A general view shows a scene at Forbury Gardens, near where multiple stabbings took place, in Reading, Britain, June 21, 2020. REUTERS/Peter NichollsForbury Gardens, à Reading, ce dimanche. Photo Peter Nicholls. Reuters

D’après plusieurs sources, l’agresseur serait d’origine libyenne, arrivé il y a quelques années au Royaume-Uni. Il aurait été déjà condamné à quelques mois de prison pour des faits de violence, mais pas de terrorisme. Il serait sorti de prison il y a peu de temps. Les médias britanniques ont publié l’identité de l’agresseur mais la police a refusé catégoriquement de confirmer aucun de ces détails, alors qu’il n’a pas encore été inculpé. Plus d’une cinquantaine de témoins ont contacté la police.

Dans la soirée de samedi, une vingtaine de policiers ont opéré un raid dans un appartement d’un immeuble de briques rouges de quatre étages, situé à Basingstoke Road, dans la banlieue de Reading, à quelque 6 kilomètres de Forbury Gardens. Reading, gros bourg de 230 000 habitants, est situé à 64 kilomètres à l’ouest de Londres, au confluent de la Tamise et de la rivière Kennet. La ville est connue pour son festival de musique en plein air chaque fin d’été, annulé cette année pour cause de Covid-19. L’actrice Kate Winslet y est née. Selon des témoins, cités par The Independent, l’appartement où vivait l’agresseur était géré par la ville, et utilisé comme logement provisoire pour des individus récemment relâchés de prison.

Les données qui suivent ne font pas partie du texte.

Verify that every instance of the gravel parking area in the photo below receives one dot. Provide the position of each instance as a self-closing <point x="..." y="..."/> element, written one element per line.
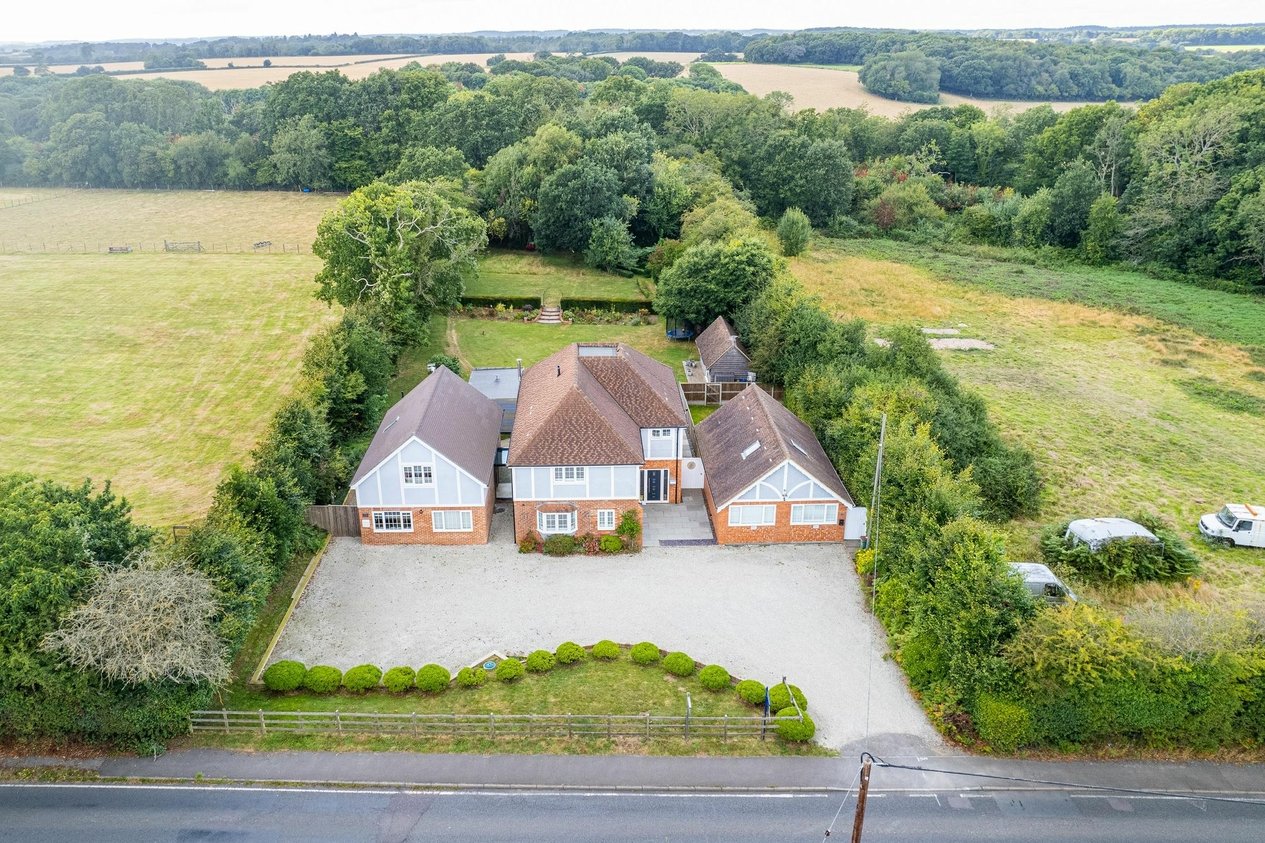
<point x="760" y="611"/>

«Graves problèmes mentaux»

Selon The Guardian, Tania Bassett, porte-parole de l’Association nationale des officiers de contrôle judiciaire (Napo), aurait précisé que l’agresseur était supervisé par ses services et souffrirait de «graves problèmes mentaux». Si ces informations étaient confirmées, elles expliqueraient la réaction dimanche après-midi du Premier ministre britannique, Boris Johnson. «S’il y a des leçons à tirer sur la manière dont nous gérons de tels cas, dont nous réagissons à des situations menant à de tels cas, alors nous les tirerons et nous n’hésiterons pas à agir là où c’est nécessaire», a-t-il déclaré depuis Downing Street.

Cet incident est la quatrième attaque terroriste au couteau en six mois au Royaume-Uni, après un incident dans le quartier londonien de Streatham en février (trois blessés et l’attaquant tué par la police), dans la prison de Whitemoor en janvier (deux prisonniers ont gravement blessé un gardien) et, en novembre à Fishmongers’ Hall (deux morts, poignardés, trois blessés et l’agresseur tué par la police), juste à côté de London Bridge. C’est là qu’en juin 2017 avait eu lieu une autre attaque terroriste qui avait tué huit personnes et en avait blessé quarante-huit.

L’alerte terroriste au Royaume-Uni se situe actuellement au troisième niveau, «substantiel», sur une échelle de cinq. Il signifie qu’une attaque terroriste est «probable».